Grupnya, Triple Lower, telah merilis album ketiga mereka, jadi mereka sibuk tampil di program musik, pertunjukan bakat, dll.
“Apa kamu sudah selesai hari ini?” Jae Woo memeriksa jam. Saat itu jam sembilan malam.
“Tidak, aku hanya istirahat sebentar di sela-sela syuting.”
“Kamu masih syuting? Ini jam sembilan.”
“Masih panjang jalan yang harus ditempuh.”
“Lebih lama lagi?”
“Iya.”
“Ah, pasti tangguh.”
“Saya oke!” Soo Ah berkata dengan antusias.
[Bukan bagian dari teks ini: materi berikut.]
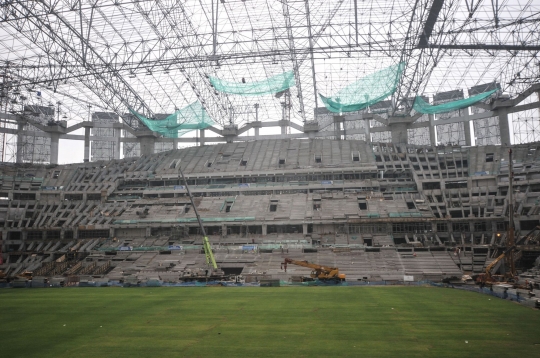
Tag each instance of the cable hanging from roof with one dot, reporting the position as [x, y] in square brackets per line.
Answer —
[422, 106]
[274, 84]
[366, 91]
[180, 122]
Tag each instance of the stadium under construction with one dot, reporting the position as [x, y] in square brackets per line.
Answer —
[380, 139]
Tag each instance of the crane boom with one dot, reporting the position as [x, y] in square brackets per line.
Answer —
[210, 260]
[319, 271]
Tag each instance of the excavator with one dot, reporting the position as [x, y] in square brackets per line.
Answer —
[323, 273]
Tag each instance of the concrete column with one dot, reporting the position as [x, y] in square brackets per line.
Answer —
[337, 127]
[148, 144]
[55, 142]
[368, 130]
[399, 133]
[432, 136]
[20, 144]
[116, 149]
[202, 136]
[504, 126]
[86, 144]
[468, 134]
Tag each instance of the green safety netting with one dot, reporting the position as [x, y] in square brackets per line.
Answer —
[180, 122]
[275, 84]
[422, 106]
[366, 91]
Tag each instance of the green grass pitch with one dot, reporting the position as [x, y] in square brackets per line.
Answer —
[264, 322]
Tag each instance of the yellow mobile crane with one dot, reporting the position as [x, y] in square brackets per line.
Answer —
[323, 273]
[487, 277]
[210, 260]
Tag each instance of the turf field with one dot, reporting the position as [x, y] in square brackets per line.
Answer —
[264, 322]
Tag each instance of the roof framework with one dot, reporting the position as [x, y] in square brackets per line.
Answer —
[155, 56]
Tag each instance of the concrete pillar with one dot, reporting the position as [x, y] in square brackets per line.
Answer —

Jae Woo sedikit menggigit bibirnya. Dia pasti sedang berakting. Dia mendengar bahwa dia hanya tidur dua atau tiga jam ketika album dirilis, dan fokus sepenuhnya pada jadwalnya.
Soo Ah mungkin juga melakukan hal yang sama kali ini. Tidak mungkin dia tidak lelah!
“Di mana kamu sekarang? Aku akan segera ke sana!”
“Aku akan pergi dan memelukmu erat-erat!”
“Aku baik-baik saja,” kata Soo Ah.
“Kamu dimana?”
“Saya baik-baik saja.”
“Kenapa !? Kamu tidak ingin melihatku?” Itu membuatnya sedih.
“Aku sibuk bekerja. Aku tidak akan bisa berkonsentrasi jika kamu datang dan mengunjungiku! Bagaimana caramu masuk ke stasiun penyiaran? Jika kamu datang, maka aku harus memberi tahu manajerku juga. Itu ‘ Aku akan menjadi sangat rumit kalau begitu, “kata Soo Ah datar.
“Tapi tetap saja …” kata Jae Woo cemberut.
Soo Ah beralasan dengannya. “Kita bisa bertemu setiap hari setelah aku selesai mempromosikan album kita.”
“Kapan kamu akan selesai?”
“Sekitar 2 minggu lagi.”
“Ahem, aku mengerti.”
“Aku harus pergi sekarang. Syuting akan dimulai lagi.”
“Semoga berhasil!”
“Hehe terima kasih!”
Klik.
Dia menutup telepon, berbaring di tempat tidurnya, dan menatap langit-langit. Kemudian, dia mengangkat dirinya sendiri dan mengirim pesan kepada seseorang.
* * *
Jam dua pagi.
Syuting akhirnya selesai.
“Kerja bagus.”
“Kerja bagus.”
Soo Ah, Hyo Min, dan Lee Seol dari Triple Lower mengucapkan selamat tinggal kepada sutradara, staf, dan anggota pemeran lainnya.
“Kerja bagus.”
“Ya, terima kasih atas semua kerja keras Anda, Produser!”
“Anda juga, Direktur!”
“Ayo pergi, anak-anak.” Manajer mereka datang dan membawa mereka keluar.
“Hoo, akhirnya kita selesai.” Yang termuda, Lee Seol, berbaring.
“Kalian semua melakukannya dengan baik. Ayo pulang.”
“Ah, Unni,” kata Hyo Min tiba-tiba.
“Apa itu?”
“Saat Soo Ah keluar, ayahnya menelepon. Dia bertanya apakah boleh datang ke sini dan menemuinya. Saya bilang tidak apa-apa.”
“Ah, begitukah?”
“Ya. Dia ada di tempat parkir bawah tanah lantai 2.”
“Ayahku di sini?” Soo Ah memiringkan kepalanya. ‘Kenapa dia di sini?’
“Jadi, pergilah. Dia bilang dia akan melihat wajahmu dan kemudian membawamu pulang. Apa kamu tidak masalah, Unni?”
“Tentu.”
“Kalau begitu aku pergi dulu.” Soo Ah pergi sebelum yang lain.
“Ayo pergi juga.” Manajer mereka berdiri di depan.
Kemudian, Lee Seol menyodok sisi Hyo Min. ‘Apakah itu Oppa?’ Lee Seol menggerakkan bibirnya tanpa mengatakan apapun. Hyo Min menjawab sambil tersenyum.